TransLink now a developer

TransLink was a supporter of both projects, but now, in parallel with extension of the Millennium line west under the Broadway corridor in Vancouver, PCI is undertaking projects at South Granville and, in direct partnership with TransLink, at Arbutus.

“It builds on a lot of work that we’ve done adjacent to TransLink as neighbouring stakeholders, particularly at the stations,” Tim Grant, president of PCI Developments Corp. said of the Arbutus project, announced March 30. “We’re approaching it like the other transit-oriented developments we’ve done, and all the same really important principles.”

The project makes use of two parcels, one owned by PCI and the other by TransLink, and will primarily deliver rental housing, including 20 per cent secured for below-market tenants, with retail at grade and space for the Jewish organization Ohel Ya’akov Community Kollel.

Relaxed parking requirements reflect the mix of uses as well as proximity to transit, something that was a sticking point at Crossroads, where municipal parking requirements outstripped actual need.

Relaxed height requirements are also part of the bargain, creating added density that makes more homes for more people more viable, something important to rental projects that need to generate cash flow but face limited room to raise rents. With more units, the rents each one needs to achieve to generate break-even cash flow is reduced, and even below-market rentals can become viable.

The planned Arbutus project will have up to 30 storeys, or more than 200 rental units, whereas Crossroads had just 88 condos across eight storeys.

“To get below-market rental housing, you need the height and density,” Grant says. “In the days of Crossroads, the height parameters were very strict, and as a result a development like that ended up as condo housing with a significant retail component.”

The enthusiasm for mixing uses is seen adjacent to transit, too. Just about any major redevelopment project nowadays benefits from delivering some element that meets civic aspirations.
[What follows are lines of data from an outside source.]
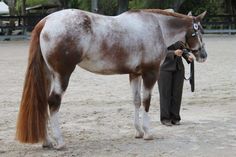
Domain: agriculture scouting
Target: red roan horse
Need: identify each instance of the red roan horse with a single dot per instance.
(133, 43)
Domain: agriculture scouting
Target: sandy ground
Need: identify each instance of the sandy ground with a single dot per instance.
(96, 115)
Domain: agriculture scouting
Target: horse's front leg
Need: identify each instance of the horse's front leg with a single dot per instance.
(149, 80)
(135, 83)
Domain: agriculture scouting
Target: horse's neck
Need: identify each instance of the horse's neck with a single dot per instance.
(173, 28)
It’s become a strategy for purchasing social licence, often, or lending a sense of place or identity to a project.

For example, some developers of multifamily rental projects in the Lower Mainland are considering adding lobby bars, co-working space and entertainment uses to projects to create a greater sense of place and frame rental projects as communities rather than simply accommodation.

Tenant mix matters

But the challenge of ensuring a harmonious whole, post-construction, hinges on good planning, from how the spaces are broken up to the way operating expenses are allocated to the specific sections or user groups.

“One of the most important things to get right in the planning stages is the easement agreements and having those in place,” said Karen West, operations director, sales and marketing with Boffo. “They’ve got to be well thought-out … so everybody can live as harmoniously as possible.”
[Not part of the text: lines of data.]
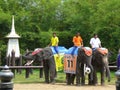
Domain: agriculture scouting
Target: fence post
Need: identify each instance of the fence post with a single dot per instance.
(6, 76)
(117, 73)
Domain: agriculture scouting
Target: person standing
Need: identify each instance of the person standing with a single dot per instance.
(95, 42)
(77, 41)
(54, 43)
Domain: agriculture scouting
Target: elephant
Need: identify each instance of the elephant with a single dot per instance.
(84, 58)
(49, 66)
(100, 62)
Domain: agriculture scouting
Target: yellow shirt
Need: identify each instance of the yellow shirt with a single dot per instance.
(77, 41)
(54, 41)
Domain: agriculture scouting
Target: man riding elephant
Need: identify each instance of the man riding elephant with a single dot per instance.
(84, 58)
(99, 60)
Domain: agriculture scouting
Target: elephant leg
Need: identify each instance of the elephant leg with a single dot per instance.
(95, 80)
(41, 70)
(82, 75)
(102, 76)
(68, 78)
(78, 74)
(53, 72)
(72, 78)
(46, 71)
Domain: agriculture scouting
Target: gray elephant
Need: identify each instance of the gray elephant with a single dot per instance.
(45, 55)
(100, 62)
(84, 58)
This includes elements of operations that may be a low priority at construction, like parking and garbage access, and even window cleaning.

“The bylaws and budgets really require a lot of thought and planning,” West said. “We spend a great deal to make sure those are set up as accurately as possible.”
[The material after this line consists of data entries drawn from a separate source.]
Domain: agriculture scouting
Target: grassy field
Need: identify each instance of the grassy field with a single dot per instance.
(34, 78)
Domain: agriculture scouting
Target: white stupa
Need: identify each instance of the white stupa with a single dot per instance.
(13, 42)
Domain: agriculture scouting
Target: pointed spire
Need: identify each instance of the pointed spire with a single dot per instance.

The right mix of occupants is also important.

“We are so hands-on with the occupancy side of things that we don’t ever pull away from our projects.”

“We’ve learned from experience. We’re really selective with our tenant selection process,” she said, noting that a project like the Smithe in downtown Vancouver has been slow to lease up as the market has emerged from COVID-19, but that Boffo has been willing to be patient.

“The Smithe is testament to this. We’re really happy to let it sit longer than we’d like to ensure that we get the right fit, the right tenant in,” she said. “We put a lot of thought into the day-to-day, how these businesses can run effectively.”